CRAIG BOX: Red Hat's OpenShift commons gathering, originally slated to happen before KubeCon EU, has now become a pre-day to the upcoming Red Hat Summit Virtual Experience, to be held on April 27. Speakers will include Jim Whitehurst, now chairman of IBM, as well as members of the OpenShift team and customers. This week, Red Hat also announced a new training course for building resilient microservices with OpenShift service mesh, their Istio product, and guidance on avoiding security problems when pulling container images by short name alone.
ADAM GLICK: Canonical, publishers of Ubuntu and guests of episode 60, announced they are now providing managed support for several open source databases, as well as logging, monitoring, and alerting tools. The apps will be supported on Kubernetes as well as VMs and bare metal across on prem and cloud deployments. Canonical offers an unspecified SLA with 24/7 break fix response and monitoring provided by Grafana, Prometheus, and Graylog. Pricing has yet to be announced.

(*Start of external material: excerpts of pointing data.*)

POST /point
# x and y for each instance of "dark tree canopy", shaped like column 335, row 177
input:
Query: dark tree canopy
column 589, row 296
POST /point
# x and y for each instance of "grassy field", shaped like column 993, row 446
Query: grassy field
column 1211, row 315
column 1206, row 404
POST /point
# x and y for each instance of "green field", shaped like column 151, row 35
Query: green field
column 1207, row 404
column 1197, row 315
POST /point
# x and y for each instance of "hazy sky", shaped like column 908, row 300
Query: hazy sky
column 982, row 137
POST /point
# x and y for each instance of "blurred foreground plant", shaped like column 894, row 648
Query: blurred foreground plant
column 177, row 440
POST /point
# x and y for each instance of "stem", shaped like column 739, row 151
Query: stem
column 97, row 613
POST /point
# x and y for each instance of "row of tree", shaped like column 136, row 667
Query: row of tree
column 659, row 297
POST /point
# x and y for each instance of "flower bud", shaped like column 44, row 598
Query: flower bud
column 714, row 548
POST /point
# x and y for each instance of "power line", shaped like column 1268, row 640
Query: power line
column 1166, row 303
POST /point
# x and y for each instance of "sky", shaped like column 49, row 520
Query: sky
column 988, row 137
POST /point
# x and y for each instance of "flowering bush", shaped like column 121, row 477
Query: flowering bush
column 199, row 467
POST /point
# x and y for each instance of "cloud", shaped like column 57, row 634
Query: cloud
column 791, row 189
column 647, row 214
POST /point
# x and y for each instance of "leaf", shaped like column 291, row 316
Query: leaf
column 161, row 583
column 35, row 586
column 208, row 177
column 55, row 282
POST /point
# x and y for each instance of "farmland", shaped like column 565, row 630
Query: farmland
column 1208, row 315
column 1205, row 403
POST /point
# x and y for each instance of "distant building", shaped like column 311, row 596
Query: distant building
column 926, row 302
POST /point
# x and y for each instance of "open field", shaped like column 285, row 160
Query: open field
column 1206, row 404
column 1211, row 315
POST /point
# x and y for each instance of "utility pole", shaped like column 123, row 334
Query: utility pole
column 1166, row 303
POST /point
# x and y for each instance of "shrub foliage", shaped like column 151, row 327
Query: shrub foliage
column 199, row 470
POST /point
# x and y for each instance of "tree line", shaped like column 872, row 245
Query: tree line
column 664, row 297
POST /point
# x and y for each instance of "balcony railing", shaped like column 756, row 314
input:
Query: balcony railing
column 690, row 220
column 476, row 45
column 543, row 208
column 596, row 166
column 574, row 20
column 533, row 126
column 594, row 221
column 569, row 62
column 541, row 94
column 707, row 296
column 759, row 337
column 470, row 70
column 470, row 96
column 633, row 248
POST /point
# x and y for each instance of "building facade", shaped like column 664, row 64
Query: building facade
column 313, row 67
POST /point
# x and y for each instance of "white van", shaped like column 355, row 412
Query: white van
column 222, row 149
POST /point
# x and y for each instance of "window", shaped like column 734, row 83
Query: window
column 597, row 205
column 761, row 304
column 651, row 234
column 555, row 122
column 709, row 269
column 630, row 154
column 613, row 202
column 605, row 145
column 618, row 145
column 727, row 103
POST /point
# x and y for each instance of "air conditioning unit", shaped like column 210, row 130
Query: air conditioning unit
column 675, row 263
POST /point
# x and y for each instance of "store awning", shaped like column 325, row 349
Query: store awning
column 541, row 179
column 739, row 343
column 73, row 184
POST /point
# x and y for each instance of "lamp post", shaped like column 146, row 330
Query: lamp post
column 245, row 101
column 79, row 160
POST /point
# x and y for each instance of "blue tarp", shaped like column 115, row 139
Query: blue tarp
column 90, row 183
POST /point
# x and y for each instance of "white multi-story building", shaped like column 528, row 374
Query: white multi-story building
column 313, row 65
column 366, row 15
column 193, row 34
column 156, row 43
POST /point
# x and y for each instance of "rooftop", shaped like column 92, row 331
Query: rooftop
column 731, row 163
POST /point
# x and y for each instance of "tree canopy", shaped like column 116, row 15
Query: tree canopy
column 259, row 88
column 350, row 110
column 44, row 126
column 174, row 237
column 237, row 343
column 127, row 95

CRAIG BOX: Helm creator and occasional children's book author, Matt Butcher from Microsoft, is continually asked, "what will win, Helm or operators?" He has written a blog post to explain that they are different technologies meeting different needs, but with some overlap.
Butcher says Helm is a package manager meant to help with deployment, akin to apt or yum. Operators, on the other hand, offer a cloud native way to manage software. The former lets you avoid YAML, the latter lets you use more of it to do anything. He suggests we should be careful about using the same word to mean different things, but that there is plenty of space for us all to get along.
ADAM GLICK: Monzo has written up their journey to build an egress firewall to protect from security exploits. Authors Jack Klieman and Chongyang Shi explained that even if a service is compromised, its attack potential is limited if it can't communicate with an external service. To that end, they evaluated a number of products, and finally decided to build their own Egress firewall. The post covers the gaps they found with existing technologies, and how they identified which services, both internal and external, needed access to which other services. The solution is a clever way to look at minimizing the blast radius of a potential exploit that gets into your clusters.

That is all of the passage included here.